0e/Basic/BECMI (these all kinda blur together for me) - short spell lists, simple randomized char-gen, stand-alone adventure modules, general sense of whimsy and-or gonzo, lethality and danger are a constant fact of life, underlying philosophy of guidelines-not-rules
1e - the PC race selection, most of the pre-UA classes plus Cavalier (specifically including the 1e Ranger!), clerics-v-undead subsystem, individual weapon proficiencies, variable xp progression by class, strongholds etc. at higher level, training rules, risky magic e.g. expanding fireballs or possible death in teleport, saving throws that depend on what is being saved against
2e - open-ended but slow class advancement, death at -10, many spells (but severely curated for each campaign or style), magic item compendia, alignment, slow recovery rates for spells and hit points
3e/3.5e - sorcerer casting system (slots but no pre-memorization) for all casting classes, Bards that can start at 1st, NPCs and PCs on the same chassis, various magic items
4e - geographical and tactical set-piece encounter design, terrain rules, bloodied condition for everyone, points-of-light style setting
5e - advantage-disadvantage in certain situations, bounded accuracy but only to a point

There would be a base 1e-like set of classes intended for all games plus a similar-length list of options that could be added or not to any given campaign or setting.

I would also harvest a selection of monsters from each edition's various MMs - hell, what am I saying? I'd just use them all. :)
 

squibbles

Adventurer
Original D&D--being a game that emulates genre fiction, not a self-referential one
Basic--the deliberate effort at simplicity; as in the short monster and spell lists
AD&D 1E--the class list
AD&D 2E--Dark Sun, and generosity in setting publication generally
3.x--man, I'm drawing a blank, I can't think of anything it does that 5e doesn't do better, maybe the faux in-setting object book covers
4E--replacing saves with defenses
5E--the d20 resolution system with its bounded accuracy, advantage, and disadvantage

Do I have inconsistent and conflicting preferences there? Yes.
 

jdrakeh

Front Range Warlock
Original D&D: Law/Chaos only alignment axis. Adding a Good/Evil axis in later editions created more problems than it solved.
Basic (Holmes, B/X, BECMI): Skills from the Rules Cyclopedia.
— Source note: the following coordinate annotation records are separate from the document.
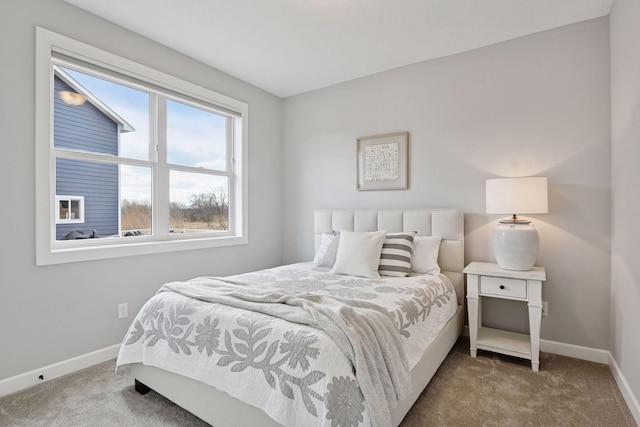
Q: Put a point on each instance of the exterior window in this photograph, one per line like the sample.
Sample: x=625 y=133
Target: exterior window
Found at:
x=69 y=209
x=153 y=163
The best implementation of skills in D&D for my money.
AD&D 1E: Weapon types versus armor types. Probably re-worked mechanically, but I really like the idea, if not the implementation.
AD&D 2E: Specialty priests/clerics. It makes more sense than all clerics casting from the exact same spell list as they do in many editions.
3.x: Unified task resolution mechanic. Roll 1d20+Ability+Skill vs Difficulty.
4E: Skill challenges (final form). WotC had a lot of trouble getting this right, but when they did it was pretty awesome.
5E: Advantage and Disadvantage. Such a simple, elegant, mechanic that eliminates so much of the boring, pointless, modifier math introduced in D&D 3x.